Épisode 9/12. Fidèle à son intégrité, M’hamed Boucetta a combattu durant toute sa carrière politique la corruption et le trucage des élections.

(article initialement publié en août 2018 dans le numéro 822 de TelQuel)

Vous nous garderez toujours dans la liste des faussaires. Tant que le Maroc restera faussaire, il ne démarrera pas”, clamait M’hamed Boucetta en 1997, en réaction au trucage des élections législatives. Le puissant ministre de l’Intérieur, Driss Basri, est encore omniprésent et omnipotent dans un Maroc qui vacille entre des velléités démocratiques et le trucage des élections, devenu la marque de fabrique du régime de Hassan II. Des pratiques que l’ancien patron de l’Istiqlal n’a eu de cesse de dénoncer depuis les premières élections organisées au Maroc.
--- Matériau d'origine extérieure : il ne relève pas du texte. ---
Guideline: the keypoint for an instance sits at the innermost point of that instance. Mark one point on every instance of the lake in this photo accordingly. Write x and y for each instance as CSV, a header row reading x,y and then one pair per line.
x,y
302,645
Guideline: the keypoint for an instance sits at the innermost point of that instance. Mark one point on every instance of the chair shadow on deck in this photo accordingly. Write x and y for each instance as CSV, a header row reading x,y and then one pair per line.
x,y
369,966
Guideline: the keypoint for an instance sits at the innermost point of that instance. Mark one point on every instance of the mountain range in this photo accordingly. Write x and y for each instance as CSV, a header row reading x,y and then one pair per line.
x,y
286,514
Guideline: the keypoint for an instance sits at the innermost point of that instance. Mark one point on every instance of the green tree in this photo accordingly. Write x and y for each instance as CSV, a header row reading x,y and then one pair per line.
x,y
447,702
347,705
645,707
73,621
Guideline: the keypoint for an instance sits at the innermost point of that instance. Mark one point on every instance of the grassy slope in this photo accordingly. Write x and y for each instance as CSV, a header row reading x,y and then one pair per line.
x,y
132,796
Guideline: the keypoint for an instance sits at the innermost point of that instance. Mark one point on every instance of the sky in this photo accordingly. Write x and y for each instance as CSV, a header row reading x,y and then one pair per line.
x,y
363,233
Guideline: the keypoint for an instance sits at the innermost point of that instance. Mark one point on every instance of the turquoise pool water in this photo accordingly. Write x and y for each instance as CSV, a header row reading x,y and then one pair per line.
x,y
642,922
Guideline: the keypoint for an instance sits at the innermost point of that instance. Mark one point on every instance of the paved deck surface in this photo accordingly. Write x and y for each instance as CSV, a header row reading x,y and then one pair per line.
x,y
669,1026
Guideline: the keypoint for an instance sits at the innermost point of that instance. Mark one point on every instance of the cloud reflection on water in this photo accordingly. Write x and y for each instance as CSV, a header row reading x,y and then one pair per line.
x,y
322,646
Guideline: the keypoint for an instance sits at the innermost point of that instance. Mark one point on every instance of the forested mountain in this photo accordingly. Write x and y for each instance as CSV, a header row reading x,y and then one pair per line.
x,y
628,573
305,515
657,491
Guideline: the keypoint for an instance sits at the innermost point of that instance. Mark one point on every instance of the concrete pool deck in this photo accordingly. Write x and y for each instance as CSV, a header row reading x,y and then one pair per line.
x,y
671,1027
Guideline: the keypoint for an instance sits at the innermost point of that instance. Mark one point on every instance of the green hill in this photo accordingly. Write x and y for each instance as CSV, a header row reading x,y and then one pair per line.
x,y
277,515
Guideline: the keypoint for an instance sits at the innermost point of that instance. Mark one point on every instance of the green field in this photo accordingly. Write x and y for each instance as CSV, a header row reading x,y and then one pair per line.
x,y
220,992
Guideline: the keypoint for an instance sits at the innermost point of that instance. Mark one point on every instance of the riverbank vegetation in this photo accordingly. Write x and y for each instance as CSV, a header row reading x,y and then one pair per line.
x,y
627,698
L’arme de Boucetta face au régime : son intégrité. La preuve par cette anecdote qu’il nous a racontée cinq mois avant sa mort : “En 1963, je me suis présenté aux élections législatives à Marrakech. Nous venions de quitter le gouvernement. Moi, je venais de quitter le ministère de la Justice. Alors, après avoir déposé ma candidature, je téléphone au gouverneur de Marrakech, Tahar Ouassou : ‘Monsieur le gouverneur, je me suis présenté, je voudrais vous saluer’. On se donne rendez-vous le lendemain à 10 heures, des mokhaznis et autres gardes, rassemblés devant la préfecture, m’attendent. Le gouverneur, qui m’attend en personne en bas, me reçoit en grande pompe. Une fois dans son bureau, il me dit, je le cite de mémoire : ‘Monsieur le ministre, on ne trouvera personne aussi irréprochable que vous, vous êtes droit, connu et tout, mais vous ne passerez pas. J’ai reçu des ordres d’en haut et je suis obligé de les appliquer.’”

Vraie monnaie et faux bulletins

Tahar Ouassou signifie ainsi à Boucetta que c’est le FDIC, enfanté trois ans plus tôt par Ahmed Reda Guédira, qui lui volera son fief. Et pour “consoler” l’ancien ministre de la Justice, le gouverneur ouvre un coffre-fort. “Il m’a dit qu’il avait reçu une somme d’argent de 30 millions à l’époque, somme qui m’était destinée”, nous racontait M’hamed Boucetta, qui monte au créneau contre le haut commis de l’État. “Je lui ai dit que c’était une insulte pour moi. ‘Je vais envoyer cela au Parquet et il se débrouillera avec vous’, lui ai-je répondu. Là, il se met à m’embrasser la tête en me disant qu’il était obligé d’appliquer les consignes. Bien sûr, c’est le FDIC qui est passé”, se souvenait le défunt.

En 1977, rebelote ! Le chef du parti de la balance se présente encore à Marrakech. “Mais cette fois-ci, on voulait que je passe avec Bouabid”, nous rappelait-il. Ainsi, comme par magie, ceux qui lui barraient la route quatorze ans plus tôt sont ceux-là mêmes qui lui déroulent le tapis dans la ville ocre. “Des moqaddems, avec un cynisme inouï, appellent trois de mes chargés de campagne en donnant à chacun des paquets de bulletins de vote, en leur disant : ‘C’est pour Monsieur Boucetta pour qu’il passe’”. Fidèle à ses principes, il s’emporte à nouveau. “J’ai fait une réunion dans un cinéma et j’ai jeté ces paquets en public, en disant que je n’ai pas besoin de ça pour passer et que les faussaires étaient toujours à l’œuvre”, concluait-il.